Adjusting to this “new normal” also means that Egyptian banks now have to focus even more on complying with local and global regulatory requirements around liquidity management, including Liquidity Coverage Ratio (LCR) and Net Stable Funding Ratios (NSFR) and other liquidity ratios, as well as capital allocation.

As these regulatory reporting requirements become more and more demanding, the need for timely, be it intra-day or near real-time as opposed to end-of-day or end-of-week, and granular data access is crucial.

Building an efficient treasury

To achieve an enterprise-wide view of risk, liquidity and capital, the bank needs to optimise its Treasury environment. It must aim to deliver greater analysis, control and execution in one single integrated platform.

Such an integrated environment enables the Treasurer to have seamless access to data across trading, banking and lending books. It provides him with the necessary tools to analyse risks in a more real-time and on-demand basis, enabling the execution of appropriate trading strategies to hedge those risks.

Historically, many banks developed tactical and customised solutions to address specific requirements. These were often the results of short-term approaches rather than more strategic and long-term strategies to rationalise the solution’s architecture. While the former approach might have seem to be cost-effective in the past, changing market dynamics and ever evolving regulatory requirements are forcing banks to reconsider.

They must take a holistic view of their technology infrastructure and favour a flexible, future-proof and componentised architecture if they want to give their Treasury departments the required level of agility they need.

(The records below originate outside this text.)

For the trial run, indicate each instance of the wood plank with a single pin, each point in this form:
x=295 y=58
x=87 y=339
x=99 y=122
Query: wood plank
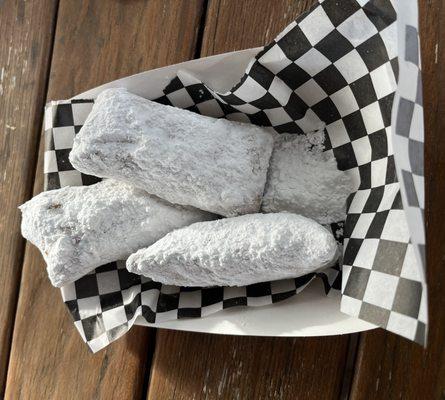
x=388 y=366
x=95 y=42
x=26 y=31
x=202 y=366
x=234 y=25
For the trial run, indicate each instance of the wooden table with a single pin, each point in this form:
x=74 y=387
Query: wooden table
x=52 y=49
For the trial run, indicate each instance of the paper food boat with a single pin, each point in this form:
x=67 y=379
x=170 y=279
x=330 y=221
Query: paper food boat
x=342 y=75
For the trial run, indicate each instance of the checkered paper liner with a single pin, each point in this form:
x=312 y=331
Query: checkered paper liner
x=336 y=65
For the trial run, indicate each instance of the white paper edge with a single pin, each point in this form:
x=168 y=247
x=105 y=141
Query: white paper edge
x=309 y=313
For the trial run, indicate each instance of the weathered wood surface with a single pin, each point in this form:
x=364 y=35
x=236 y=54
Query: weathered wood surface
x=26 y=31
x=200 y=366
x=387 y=366
x=94 y=43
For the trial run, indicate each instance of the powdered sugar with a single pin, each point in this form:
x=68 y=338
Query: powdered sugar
x=305 y=180
x=237 y=251
x=212 y=164
x=80 y=228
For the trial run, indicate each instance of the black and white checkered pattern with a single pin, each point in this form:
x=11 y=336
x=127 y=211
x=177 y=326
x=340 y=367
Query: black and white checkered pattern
x=389 y=288
x=336 y=65
x=106 y=302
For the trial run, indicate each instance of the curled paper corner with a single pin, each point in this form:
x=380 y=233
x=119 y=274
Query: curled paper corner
x=339 y=73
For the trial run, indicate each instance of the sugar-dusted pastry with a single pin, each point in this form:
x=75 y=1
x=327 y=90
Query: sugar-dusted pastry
x=305 y=180
x=237 y=251
x=80 y=228
x=186 y=158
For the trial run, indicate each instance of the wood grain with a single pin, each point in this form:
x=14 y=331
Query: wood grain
x=388 y=366
x=95 y=42
x=234 y=25
x=202 y=366
x=26 y=31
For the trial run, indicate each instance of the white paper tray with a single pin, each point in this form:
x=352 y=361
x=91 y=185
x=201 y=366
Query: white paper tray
x=309 y=313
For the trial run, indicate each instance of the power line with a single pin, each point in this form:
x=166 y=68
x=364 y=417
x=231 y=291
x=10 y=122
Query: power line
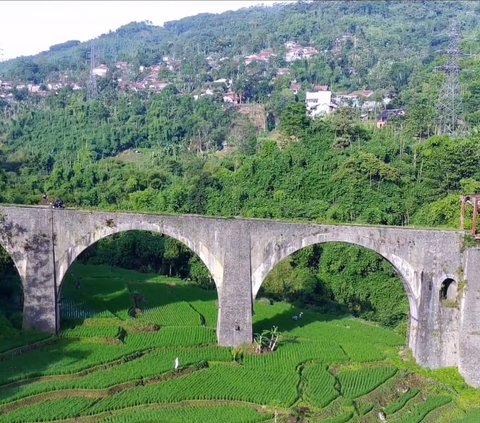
x=92 y=80
x=450 y=113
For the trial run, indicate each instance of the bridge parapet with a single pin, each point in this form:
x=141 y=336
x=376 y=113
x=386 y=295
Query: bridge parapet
x=240 y=253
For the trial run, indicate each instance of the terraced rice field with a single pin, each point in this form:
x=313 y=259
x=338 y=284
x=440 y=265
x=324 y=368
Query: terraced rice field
x=111 y=363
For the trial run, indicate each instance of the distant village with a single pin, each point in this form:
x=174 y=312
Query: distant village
x=319 y=101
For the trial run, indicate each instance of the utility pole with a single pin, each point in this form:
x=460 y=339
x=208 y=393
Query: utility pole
x=450 y=113
x=92 y=81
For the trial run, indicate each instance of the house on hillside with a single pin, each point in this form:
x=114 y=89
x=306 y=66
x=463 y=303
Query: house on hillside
x=319 y=103
x=295 y=87
x=231 y=97
x=384 y=117
x=263 y=56
x=100 y=70
x=295 y=51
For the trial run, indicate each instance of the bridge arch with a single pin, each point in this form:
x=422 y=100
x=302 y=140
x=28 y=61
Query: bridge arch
x=71 y=253
x=18 y=260
x=278 y=250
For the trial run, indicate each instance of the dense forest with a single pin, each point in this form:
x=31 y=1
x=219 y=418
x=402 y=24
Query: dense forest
x=172 y=152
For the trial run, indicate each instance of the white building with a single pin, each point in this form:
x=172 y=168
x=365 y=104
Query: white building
x=319 y=103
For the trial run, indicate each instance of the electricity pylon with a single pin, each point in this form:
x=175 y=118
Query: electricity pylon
x=450 y=113
x=92 y=81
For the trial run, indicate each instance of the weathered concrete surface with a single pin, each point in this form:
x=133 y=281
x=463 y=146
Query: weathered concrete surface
x=469 y=357
x=27 y=237
x=239 y=254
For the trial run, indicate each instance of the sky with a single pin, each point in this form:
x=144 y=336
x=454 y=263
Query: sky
x=29 y=27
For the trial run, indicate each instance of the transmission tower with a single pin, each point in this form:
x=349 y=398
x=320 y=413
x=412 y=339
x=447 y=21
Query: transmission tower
x=92 y=81
x=450 y=114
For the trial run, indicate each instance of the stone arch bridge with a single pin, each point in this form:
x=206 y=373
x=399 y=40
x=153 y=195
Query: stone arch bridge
x=441 y=277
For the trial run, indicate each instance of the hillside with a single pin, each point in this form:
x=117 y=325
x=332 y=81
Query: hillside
x=108 y=366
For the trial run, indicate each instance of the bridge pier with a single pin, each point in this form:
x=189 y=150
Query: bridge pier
x=235 y=296
x=470 y=322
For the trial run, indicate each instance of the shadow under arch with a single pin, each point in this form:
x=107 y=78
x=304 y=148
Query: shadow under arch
x=75 y=278
x=11 y=291
x=65 y=260
x=401 y=267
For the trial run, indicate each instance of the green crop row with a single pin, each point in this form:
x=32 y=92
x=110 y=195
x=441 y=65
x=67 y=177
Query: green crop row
x=216 y=383
x=175 y=314
x=420 y=411
x=137 y=369
x=319 y=387
x=293 y=352
x=52 y=409
x=197 y=414
x=355 y=383
x=398 y=405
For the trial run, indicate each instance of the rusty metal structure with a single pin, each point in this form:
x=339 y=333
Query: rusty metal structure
x=450 y=114
x=473 y=200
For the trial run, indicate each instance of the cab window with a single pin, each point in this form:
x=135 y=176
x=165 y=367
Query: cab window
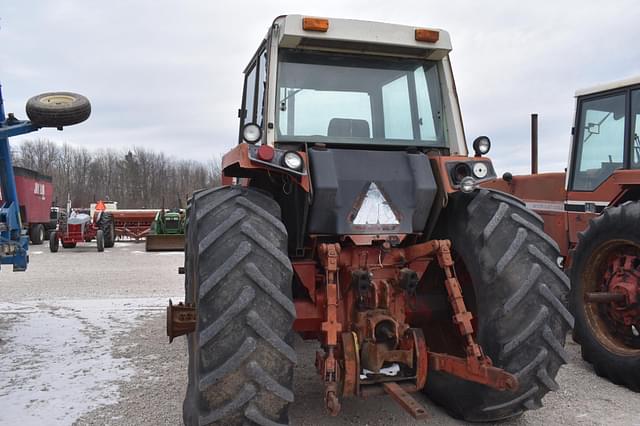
x=635 y=129
x=255 y=81
x=600 y=148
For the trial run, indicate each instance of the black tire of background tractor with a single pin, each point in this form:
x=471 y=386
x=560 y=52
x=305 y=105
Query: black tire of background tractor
x=106 y=224
x=520 y=297
x=616 y=223
x=237 y=271
x=100 y=240
x=54 y=243
x=58 y=109
x=36 y=234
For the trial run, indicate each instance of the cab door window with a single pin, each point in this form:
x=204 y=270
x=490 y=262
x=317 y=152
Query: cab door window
x=255 y=81
x=600 y=147
x=635 y=129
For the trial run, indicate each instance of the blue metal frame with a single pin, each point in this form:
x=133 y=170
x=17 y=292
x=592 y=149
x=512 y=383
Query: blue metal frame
x=14 y=243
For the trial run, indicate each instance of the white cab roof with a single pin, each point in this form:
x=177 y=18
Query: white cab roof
x=609 y=86
x=374 y=34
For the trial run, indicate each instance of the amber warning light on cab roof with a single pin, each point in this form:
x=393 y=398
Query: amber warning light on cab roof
x=430 y=36
x=315 y=24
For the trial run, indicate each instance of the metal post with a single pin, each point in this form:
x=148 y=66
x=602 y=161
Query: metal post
x=534 y=144
x=9 y=193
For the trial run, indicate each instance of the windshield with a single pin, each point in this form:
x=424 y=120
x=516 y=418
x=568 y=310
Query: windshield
x=346 y=99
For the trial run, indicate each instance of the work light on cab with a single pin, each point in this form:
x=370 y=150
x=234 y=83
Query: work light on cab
x=292 y=160
x=251 y=133
x=481 y=145
x=467 y=184
x=480 y=170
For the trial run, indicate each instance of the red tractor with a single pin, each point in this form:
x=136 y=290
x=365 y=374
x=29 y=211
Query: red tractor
x=78 y=226
x=349 y=214
x=593 y=212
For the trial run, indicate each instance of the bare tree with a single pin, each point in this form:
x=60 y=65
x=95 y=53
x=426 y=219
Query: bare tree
x=136 y=178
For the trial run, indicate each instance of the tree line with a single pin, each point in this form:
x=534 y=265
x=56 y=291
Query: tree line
x=135 y=178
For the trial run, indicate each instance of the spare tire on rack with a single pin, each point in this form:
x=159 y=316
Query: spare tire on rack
x=58 y=109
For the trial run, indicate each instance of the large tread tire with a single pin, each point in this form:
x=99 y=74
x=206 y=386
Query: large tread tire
x=37 y=234
x=241 y=357
x=616 y=223
x=520 y=311
x=108 y=227
x=58 y=109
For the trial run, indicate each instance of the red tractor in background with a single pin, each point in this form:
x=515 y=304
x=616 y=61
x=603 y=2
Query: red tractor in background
x=593 y=212
x=78 y=226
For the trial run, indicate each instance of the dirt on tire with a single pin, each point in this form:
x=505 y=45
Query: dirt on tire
x=241 y=357
x=519 y=303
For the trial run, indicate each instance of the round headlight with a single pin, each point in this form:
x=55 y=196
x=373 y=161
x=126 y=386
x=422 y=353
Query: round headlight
x=481 y=145
x=292 y=160
x=480 y=170
x=467 y=184
x=251 y=133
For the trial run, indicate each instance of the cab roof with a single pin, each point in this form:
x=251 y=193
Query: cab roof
x=362 y=37
x=631 y=81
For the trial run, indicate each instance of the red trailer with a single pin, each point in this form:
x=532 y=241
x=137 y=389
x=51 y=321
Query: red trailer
x=35 y=193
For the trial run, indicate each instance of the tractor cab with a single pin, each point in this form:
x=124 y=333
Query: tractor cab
x=365 y=153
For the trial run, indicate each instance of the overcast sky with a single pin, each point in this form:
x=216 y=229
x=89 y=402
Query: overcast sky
x=168 y=74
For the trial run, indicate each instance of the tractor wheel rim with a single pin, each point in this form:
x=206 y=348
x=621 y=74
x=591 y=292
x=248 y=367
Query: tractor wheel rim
x=57 y=99
x=613 y=265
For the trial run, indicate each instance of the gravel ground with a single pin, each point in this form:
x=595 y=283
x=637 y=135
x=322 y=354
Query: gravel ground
x=82 y=342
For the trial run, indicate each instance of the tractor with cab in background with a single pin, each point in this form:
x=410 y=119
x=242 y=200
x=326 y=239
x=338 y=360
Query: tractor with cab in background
x=592 y=210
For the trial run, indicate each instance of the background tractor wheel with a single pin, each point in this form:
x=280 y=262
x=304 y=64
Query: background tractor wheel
x=58 y=109
x=607 y=255
x=100 y=240
x=37 y=234
x=54 y=243
x=108 y=228
x=237 y=271
x=517 y=293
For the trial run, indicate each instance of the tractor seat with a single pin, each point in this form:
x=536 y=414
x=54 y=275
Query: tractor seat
x=348 y=128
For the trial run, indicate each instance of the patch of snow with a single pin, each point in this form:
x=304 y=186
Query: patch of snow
x=56 y=359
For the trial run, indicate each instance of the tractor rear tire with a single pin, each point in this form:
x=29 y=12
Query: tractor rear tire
x=54 y=243
x=238 y=274
x=520 y=297
x=37 y=234
x=613 y=351
x=100 y=240
x=106 y=224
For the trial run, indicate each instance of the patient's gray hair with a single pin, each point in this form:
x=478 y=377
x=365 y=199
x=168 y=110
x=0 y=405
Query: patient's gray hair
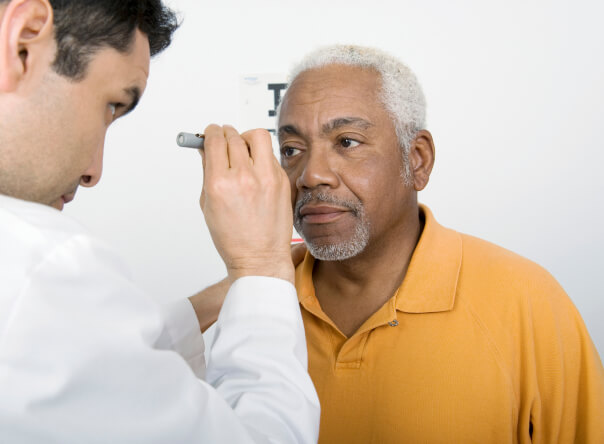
x=401 y=93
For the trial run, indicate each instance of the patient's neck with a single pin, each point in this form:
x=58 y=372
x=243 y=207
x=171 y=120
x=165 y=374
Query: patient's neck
x=350 y=291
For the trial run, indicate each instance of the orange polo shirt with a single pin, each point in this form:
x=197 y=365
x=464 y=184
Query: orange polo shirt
x=478 y=345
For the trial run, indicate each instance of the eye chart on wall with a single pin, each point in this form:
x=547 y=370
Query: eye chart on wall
x=260 y=95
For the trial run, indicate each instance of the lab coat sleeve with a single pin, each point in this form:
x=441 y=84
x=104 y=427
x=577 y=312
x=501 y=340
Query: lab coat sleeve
x=83 y=359
x=182 y=335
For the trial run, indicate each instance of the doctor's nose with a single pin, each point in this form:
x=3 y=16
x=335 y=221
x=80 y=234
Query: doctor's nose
x=93 y=173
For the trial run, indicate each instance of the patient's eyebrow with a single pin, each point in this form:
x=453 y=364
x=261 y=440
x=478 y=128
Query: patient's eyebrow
x=289 y=130
x=339 y=122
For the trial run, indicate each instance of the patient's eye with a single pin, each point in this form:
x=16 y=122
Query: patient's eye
x=289 y=151
x=349 y=143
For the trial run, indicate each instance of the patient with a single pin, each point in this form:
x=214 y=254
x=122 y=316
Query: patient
x=415 y=332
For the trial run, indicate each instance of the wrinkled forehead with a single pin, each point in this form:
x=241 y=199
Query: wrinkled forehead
x=332 y=91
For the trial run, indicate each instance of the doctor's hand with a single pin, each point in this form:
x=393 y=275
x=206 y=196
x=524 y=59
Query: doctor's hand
x=246 y=203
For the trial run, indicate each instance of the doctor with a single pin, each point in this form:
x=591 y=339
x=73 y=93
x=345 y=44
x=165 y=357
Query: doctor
x=85 y=356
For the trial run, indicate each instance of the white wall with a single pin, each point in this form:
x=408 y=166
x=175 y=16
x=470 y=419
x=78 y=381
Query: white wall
x=516 y=105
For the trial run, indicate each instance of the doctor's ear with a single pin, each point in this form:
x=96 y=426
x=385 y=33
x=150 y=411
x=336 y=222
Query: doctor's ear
x=27 y=42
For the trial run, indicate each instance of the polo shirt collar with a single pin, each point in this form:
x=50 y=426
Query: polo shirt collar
x=430 y=284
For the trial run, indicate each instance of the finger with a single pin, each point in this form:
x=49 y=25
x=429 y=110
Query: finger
x=298 y=253
x=215 y=148
x=261 y=147
x=239 y=155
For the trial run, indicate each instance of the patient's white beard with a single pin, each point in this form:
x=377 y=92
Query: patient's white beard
x=336 y=251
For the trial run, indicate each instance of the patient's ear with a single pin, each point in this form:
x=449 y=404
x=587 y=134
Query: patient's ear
x=421 y=159
x=27 y=44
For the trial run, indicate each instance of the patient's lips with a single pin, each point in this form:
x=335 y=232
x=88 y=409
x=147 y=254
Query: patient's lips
x=318 y=214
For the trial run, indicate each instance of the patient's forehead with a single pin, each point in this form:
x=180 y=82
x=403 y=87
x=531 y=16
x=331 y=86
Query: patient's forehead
x=331 y=92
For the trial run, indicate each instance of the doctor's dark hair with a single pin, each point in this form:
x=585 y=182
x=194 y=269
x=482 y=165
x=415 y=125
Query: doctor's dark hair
x=83 y=27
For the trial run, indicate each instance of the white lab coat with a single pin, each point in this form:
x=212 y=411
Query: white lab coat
x=86 y=357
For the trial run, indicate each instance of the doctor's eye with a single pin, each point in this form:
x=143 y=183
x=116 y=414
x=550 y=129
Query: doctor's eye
x=114 y=109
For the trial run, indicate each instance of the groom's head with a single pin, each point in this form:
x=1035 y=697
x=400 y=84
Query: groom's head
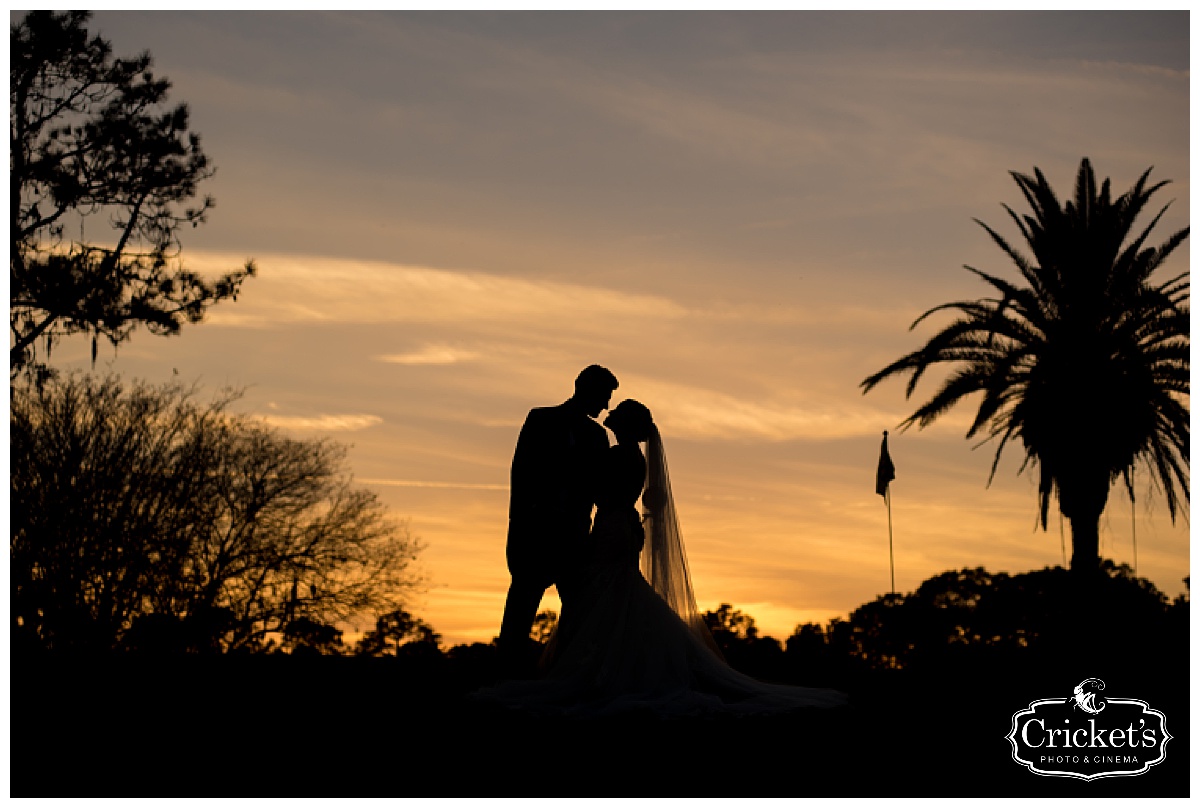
x=593 y=389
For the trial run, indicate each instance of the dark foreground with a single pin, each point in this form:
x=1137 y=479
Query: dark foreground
x=345 y=726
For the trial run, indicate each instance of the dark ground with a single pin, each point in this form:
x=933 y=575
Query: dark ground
x=126 y=726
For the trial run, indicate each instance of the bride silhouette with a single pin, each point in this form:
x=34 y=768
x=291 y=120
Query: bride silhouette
x=633 y=639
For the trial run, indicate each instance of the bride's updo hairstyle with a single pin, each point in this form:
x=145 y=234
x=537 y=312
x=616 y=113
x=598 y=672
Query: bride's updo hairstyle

An open and flexible architecture delivers many benefits. Take for instance the increased clarity delivered by a having a holistic view of risk across the banking and trading book in a single framework. Or the optimisation of profits with an improved workflow across the enterprise, from source systems for Asset Liability Management (ALM) to board or financial reporting. Funds Transfer Pricing (FTP) could benefit from better capital allocation and optimised liquidity buffers. Another example would be achieving better decision-making with improved accuracy and proactive balance sheet modelling including behavioural and economic scenario analysis and business planning.

The bank’s Treasury must take an enterprise-wide view to drive profitability and optimise the allocation of capital to the business. In uncertain and volatile times, the Treasurer must be able to rely on a solution that is fully flexible and perfectly integrated if they want to be a proactive business partner within their organisation.